Ahead of Monday’s crunch World Cup qualifier in Cardiff, Wales and Ireland are joining forces as part of a new initiative to expand the role of football clubs in communities across both nations.

More than €1m of EU funds is being invested in a partnership between the Football Association of Ireland and Welsh organisation Vi-Ability to capitalise on the popularity of football by turning local clubs into social enterprises that deliver a range of sport-based life science and educational programmes.

The ‘More than a Club’ initiative will be piloted over the next two years at four clubs in Wales and Ireland, with Haverfordwest County, Cork City and Dublin-based Bohemian FC already signed up.

The project is supported by the Ireland Wales 2014-2020 European Territorial Co-operation Programme, which is helping to strengthen collaboration between Ireland and Wales, to address common economic and social challenges.

Welsh Government’s Cabinet Secretary for Finance and Local Government Mark Drakeford said:

“This is a very creative approach to improving health and wellbeing in local communities, and the project will benefit hugely from the ideas, expertise and resources that will be shared across the Irish Sea.

“The Ireland-Wales co-operation programme is a vital platform for collaboration that is bringing investment into our economy and creating opportunities for our businesses, universities and specialist organisations to work together. I’m delighted that €1m of EU funds will be supporting another exciting collaboration between our nations.”

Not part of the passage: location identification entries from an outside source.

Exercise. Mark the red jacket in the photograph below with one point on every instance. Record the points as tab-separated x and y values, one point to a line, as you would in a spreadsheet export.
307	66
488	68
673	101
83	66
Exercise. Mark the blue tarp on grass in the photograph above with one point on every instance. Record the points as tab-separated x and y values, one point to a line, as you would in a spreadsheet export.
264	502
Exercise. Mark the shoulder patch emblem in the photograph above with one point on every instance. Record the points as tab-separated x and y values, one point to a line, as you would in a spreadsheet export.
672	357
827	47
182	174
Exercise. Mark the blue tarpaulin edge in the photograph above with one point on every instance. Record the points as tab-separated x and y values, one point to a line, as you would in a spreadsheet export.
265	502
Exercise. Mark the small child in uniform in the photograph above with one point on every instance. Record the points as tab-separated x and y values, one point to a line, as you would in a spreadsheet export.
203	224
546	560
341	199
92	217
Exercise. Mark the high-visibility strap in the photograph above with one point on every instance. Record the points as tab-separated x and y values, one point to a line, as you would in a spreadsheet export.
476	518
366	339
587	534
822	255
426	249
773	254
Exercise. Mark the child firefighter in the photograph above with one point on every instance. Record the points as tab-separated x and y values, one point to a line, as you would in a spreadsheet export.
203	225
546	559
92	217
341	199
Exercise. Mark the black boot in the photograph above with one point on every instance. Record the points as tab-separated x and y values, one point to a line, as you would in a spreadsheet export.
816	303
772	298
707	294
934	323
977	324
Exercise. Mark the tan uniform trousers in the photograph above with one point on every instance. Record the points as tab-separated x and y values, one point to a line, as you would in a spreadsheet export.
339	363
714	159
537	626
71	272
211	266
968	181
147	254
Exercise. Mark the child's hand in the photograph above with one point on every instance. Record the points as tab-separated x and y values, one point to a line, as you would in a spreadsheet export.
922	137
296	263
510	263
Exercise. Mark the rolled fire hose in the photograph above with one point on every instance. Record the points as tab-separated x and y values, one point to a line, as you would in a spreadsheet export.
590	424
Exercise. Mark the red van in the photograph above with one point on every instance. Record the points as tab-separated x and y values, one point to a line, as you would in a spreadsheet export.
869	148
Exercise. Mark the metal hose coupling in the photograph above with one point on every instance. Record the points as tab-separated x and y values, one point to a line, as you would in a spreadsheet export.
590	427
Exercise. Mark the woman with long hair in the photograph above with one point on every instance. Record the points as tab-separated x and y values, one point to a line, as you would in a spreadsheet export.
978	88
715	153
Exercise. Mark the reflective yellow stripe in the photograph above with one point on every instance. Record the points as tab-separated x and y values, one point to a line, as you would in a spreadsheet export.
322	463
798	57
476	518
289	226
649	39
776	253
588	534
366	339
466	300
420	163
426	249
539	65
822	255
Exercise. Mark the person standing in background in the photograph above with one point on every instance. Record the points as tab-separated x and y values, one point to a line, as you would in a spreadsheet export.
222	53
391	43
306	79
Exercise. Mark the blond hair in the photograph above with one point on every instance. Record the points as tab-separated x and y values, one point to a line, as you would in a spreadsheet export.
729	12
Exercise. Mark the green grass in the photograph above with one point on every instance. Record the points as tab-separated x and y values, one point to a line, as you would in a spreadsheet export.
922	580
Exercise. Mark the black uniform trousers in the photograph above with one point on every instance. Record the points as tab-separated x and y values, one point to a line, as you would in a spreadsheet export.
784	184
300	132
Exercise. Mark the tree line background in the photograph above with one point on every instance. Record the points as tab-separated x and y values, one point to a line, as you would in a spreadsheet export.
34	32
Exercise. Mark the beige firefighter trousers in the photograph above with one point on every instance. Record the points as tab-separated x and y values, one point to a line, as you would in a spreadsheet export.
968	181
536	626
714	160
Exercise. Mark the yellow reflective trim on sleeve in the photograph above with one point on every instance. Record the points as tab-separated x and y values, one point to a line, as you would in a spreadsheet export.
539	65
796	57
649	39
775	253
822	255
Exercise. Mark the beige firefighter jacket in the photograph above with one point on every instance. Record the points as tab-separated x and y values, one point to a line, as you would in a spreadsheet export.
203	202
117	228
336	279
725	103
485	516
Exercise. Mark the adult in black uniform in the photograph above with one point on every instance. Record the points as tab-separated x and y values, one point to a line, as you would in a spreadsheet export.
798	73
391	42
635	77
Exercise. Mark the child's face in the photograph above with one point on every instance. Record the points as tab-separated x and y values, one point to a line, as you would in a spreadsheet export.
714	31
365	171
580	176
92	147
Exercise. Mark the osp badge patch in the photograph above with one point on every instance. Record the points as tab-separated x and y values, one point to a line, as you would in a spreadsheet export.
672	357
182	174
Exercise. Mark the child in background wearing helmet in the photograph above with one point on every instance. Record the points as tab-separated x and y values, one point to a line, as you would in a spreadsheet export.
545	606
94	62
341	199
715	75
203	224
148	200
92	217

The Irish Minister for Finance and for Public Expenditure and Reform, Paschal Donohoe T.D., said:

"The “More than a Club” project is an example of the benefits of ongoing partnership under the Ireland Wales Programme. EU funding will allow this project to combine the expertise of organisations in the two nations to engage young people in social enterprise through football."

“The positive impact of continued cooperation under the Ireland Wales Programme is strongly supported by the Irish government and we remain committed to its successful implementation.”

Through the project, participating clubs will deliver community-focussed programmes to help improve the physical and mental health of people of all ages, alternative learning opportunities for children, and other social programmes aimed at improving the quality of people’s lives locally.

FAI Project Manager, Derek O’Neill said:

“For millions of people, football is a hugely attractive sport to play, to watch and to talk about, but it can also be a powerful vehicle to promote physical health, personal development, community development and general well-being.

“The FAI and Vi-Ability are delighted to have secured EU funding to help expand the role and potential of football in the community, and we’re looking forward to working together to exchange ideas, share resources and expertise and develop a flagship model which other football clubs in both nations can seek to emulate.”